Alessandro Petacchi (Lampre-ISD) believed that he scored the 180th win of a career he started with Scrigno – the team now called Colnago-CSF – with today's Giro stage win . “I’ve also won those race that have been taken away from me later on, so I count them," the Italian sprinter said after taking stage 2 in the 2011 Giro d’Italia.
13 of his wins were erased from the record books after he tested positive for salbutamol after stage 11 in the 2007 Giro d’Italia. This was a very controversial affair. Under current WADA regulations, as the limitation of acceptable quantity of salbutamol is no longer in place, Petacchi wouldn’t have tested positive.
However, it has meant two stops in his career, coming after his knee fracture at the 2004 Giro d’Italia.
“For different reasons, I haven’t done a real full season in the past eight years, that’s why I’m still fresh and motivated at the age of 37," Petacchi told Cyclingnews last week at the Presidential Tour of Turkey. He also revealed that he wants to race for another two years.

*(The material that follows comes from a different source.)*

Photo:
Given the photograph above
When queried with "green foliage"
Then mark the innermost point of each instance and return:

“I’ve never lost motivation," he added.
“At 37, I’m able to do sacrifices that I didn’t when I was 25 or 27," he said after winning in Parma.
“I was always told that I should do altitude training camps like I’ve done recently on the Etna with Michele Scarponi, but I didn’t see the point of doing so since I was winning ten or twelve stages at Grand Tours yearly. But with the recent training, I’ve been able to win a stage with 2,300 metres of change in altitude at the Tour of Turkey on a very hard day with rain and stuff. There I realised that I’ve really gained something. I’m probably someone who reacts well in altitude. I’ve also lost a lot of weight.”

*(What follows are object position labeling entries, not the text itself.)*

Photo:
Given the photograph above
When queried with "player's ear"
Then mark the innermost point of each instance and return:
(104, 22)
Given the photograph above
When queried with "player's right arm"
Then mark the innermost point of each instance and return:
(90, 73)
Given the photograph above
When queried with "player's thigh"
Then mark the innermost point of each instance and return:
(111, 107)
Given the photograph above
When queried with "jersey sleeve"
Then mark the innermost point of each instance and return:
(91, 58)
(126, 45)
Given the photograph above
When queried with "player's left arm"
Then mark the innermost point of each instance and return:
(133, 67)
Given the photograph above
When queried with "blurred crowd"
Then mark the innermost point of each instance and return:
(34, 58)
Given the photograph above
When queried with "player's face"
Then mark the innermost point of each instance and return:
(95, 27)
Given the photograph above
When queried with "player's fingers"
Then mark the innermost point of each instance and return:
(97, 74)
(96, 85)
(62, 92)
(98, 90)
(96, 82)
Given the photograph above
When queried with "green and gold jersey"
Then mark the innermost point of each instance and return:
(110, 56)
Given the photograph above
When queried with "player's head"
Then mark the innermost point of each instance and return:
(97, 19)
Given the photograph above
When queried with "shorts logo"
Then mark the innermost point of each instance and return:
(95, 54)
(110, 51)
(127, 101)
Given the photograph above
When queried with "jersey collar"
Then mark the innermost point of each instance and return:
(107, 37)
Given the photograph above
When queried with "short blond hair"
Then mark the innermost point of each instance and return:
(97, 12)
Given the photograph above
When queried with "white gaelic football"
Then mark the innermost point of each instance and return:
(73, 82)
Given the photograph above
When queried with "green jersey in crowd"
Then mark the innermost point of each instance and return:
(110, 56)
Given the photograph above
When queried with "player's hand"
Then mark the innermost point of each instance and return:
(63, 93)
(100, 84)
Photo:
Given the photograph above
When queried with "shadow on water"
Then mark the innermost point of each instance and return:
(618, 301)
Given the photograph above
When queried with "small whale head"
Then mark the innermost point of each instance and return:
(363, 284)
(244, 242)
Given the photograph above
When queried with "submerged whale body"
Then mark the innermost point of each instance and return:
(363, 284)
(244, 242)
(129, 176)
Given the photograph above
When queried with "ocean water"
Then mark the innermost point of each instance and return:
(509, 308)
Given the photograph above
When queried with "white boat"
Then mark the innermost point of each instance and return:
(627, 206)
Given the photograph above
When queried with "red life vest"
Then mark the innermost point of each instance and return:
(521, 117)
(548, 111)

History recalls that Petacchi was the king of the mountains at the 1999 Tour de Langkawi and that classification included the gruelling climb to Genting Highlands. The first of his 180 wins also occurred in Malaysia one year earlier and it wasn’t a bunch sprint. He won from a group of four escapees on stage 6 of the Tour de Langkawi in Mersing.
“Coming to the Giro, I was afraid to have lost some speed because of the mountain training," he added. “But I haven’t lost any muscle power.” His acceleration at 225 metres to go into stage 2 in Parma confirmed his thoughts.